Bangkalan, Maduracorner.com Penanganan Covid-19 di Kabupaten Bangkalan mendapat perhatian banyak pihak. Apalagi sejak satu per satu warga Bangkalan mulai berstatus positif terjangkit Covid-19 atau tergolong Orang Dalam Pemantauan (ODP) maupun Pasien Dalam Pengawasan (PDP).

Akibatnya, masalah pendanaan untuk penanggulangan Covid-19 pun ikut dipertanyakan.

Menanggapi hal ini, anggota Komisi D Dewan Perwakilan Rakyat Daerah (DPRD) Kabupaten Bangkalan, H. Subaidi meminta untuk transparansi program dan transportasinya anggaran yang telah direfocusing oleh Pemerintah Daerah.

“Kita wajib tau transparansi anggaran yang dibelanjakan, apakah alat-alat medis sudah sesuai dengan standar WHO,” ujar Baidi sapaan akrabnya.

Politisi Partai Hanura itu berharap, agar Gugus Tugas Covid-19 tidak terlalu membuat gaduh masyarakat karena telah melakukan rapied test di beberapa tempat.

“Hasil rapied tesnya lantas membuat masyarakat tambah panik, jadi harus diatur agar masyarakat merasa tetap terlindungi,” imbuhnya.

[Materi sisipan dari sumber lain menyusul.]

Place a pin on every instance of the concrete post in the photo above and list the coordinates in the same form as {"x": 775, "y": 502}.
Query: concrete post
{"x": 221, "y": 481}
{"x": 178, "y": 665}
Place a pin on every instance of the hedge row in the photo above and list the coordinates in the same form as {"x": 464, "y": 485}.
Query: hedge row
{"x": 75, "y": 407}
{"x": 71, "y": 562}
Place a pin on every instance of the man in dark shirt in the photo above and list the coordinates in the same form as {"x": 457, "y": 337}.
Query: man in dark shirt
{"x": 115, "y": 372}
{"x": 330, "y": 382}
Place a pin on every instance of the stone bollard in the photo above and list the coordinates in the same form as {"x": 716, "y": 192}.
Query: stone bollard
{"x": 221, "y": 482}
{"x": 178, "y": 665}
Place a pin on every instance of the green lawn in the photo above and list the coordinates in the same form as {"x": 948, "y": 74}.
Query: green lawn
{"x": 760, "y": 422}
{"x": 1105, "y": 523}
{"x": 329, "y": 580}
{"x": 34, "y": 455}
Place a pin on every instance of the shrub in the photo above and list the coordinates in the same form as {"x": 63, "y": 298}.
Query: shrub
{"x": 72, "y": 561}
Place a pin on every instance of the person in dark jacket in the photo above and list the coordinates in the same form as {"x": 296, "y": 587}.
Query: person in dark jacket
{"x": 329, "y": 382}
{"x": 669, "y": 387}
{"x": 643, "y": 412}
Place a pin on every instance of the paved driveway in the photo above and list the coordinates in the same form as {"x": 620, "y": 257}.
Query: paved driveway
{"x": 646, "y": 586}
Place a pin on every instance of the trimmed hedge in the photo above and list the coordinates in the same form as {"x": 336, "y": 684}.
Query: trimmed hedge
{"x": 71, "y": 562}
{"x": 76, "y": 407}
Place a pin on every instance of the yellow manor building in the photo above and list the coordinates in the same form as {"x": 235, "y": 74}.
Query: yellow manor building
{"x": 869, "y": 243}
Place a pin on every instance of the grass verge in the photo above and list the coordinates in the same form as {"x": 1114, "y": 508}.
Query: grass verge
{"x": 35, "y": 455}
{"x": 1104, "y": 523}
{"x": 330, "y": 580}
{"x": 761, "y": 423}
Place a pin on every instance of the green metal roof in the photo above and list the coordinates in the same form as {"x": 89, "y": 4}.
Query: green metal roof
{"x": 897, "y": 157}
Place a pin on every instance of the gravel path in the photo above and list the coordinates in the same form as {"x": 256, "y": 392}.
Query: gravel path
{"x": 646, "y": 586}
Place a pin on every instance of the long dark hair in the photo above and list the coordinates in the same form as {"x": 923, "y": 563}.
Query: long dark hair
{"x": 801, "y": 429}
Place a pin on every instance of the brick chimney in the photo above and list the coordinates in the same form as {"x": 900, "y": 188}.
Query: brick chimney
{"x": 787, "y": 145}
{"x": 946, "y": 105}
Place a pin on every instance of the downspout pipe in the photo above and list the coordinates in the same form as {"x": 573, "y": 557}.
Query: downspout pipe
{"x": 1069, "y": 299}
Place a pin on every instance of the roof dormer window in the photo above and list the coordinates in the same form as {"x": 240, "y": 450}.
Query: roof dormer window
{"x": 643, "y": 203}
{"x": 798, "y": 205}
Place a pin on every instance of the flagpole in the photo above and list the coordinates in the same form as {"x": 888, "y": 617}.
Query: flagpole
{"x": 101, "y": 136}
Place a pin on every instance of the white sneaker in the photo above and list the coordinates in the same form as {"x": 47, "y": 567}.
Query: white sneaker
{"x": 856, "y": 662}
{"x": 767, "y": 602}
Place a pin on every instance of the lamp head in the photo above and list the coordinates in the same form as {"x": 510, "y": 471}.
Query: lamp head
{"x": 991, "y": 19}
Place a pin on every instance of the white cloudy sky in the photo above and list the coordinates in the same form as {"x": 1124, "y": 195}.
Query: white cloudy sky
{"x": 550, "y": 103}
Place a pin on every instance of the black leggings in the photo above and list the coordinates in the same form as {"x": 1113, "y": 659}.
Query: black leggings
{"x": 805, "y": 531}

Dalam situasi seperti ini, H. Subaidi tetap mengapresiasi kinerja Gugus Tugas Penanganan Covid-19 termasuk melakukan Rapied Test mandiri di beberapa institusi Pemerintah termasuk di Sekretariat DPRD Kabupaten Bangkalan.

“Mudah-mudahan cara ini bisa menjadi langkah konkrit untuk memutus mata rantai Penyebaran Covid-19,” pungkasnya.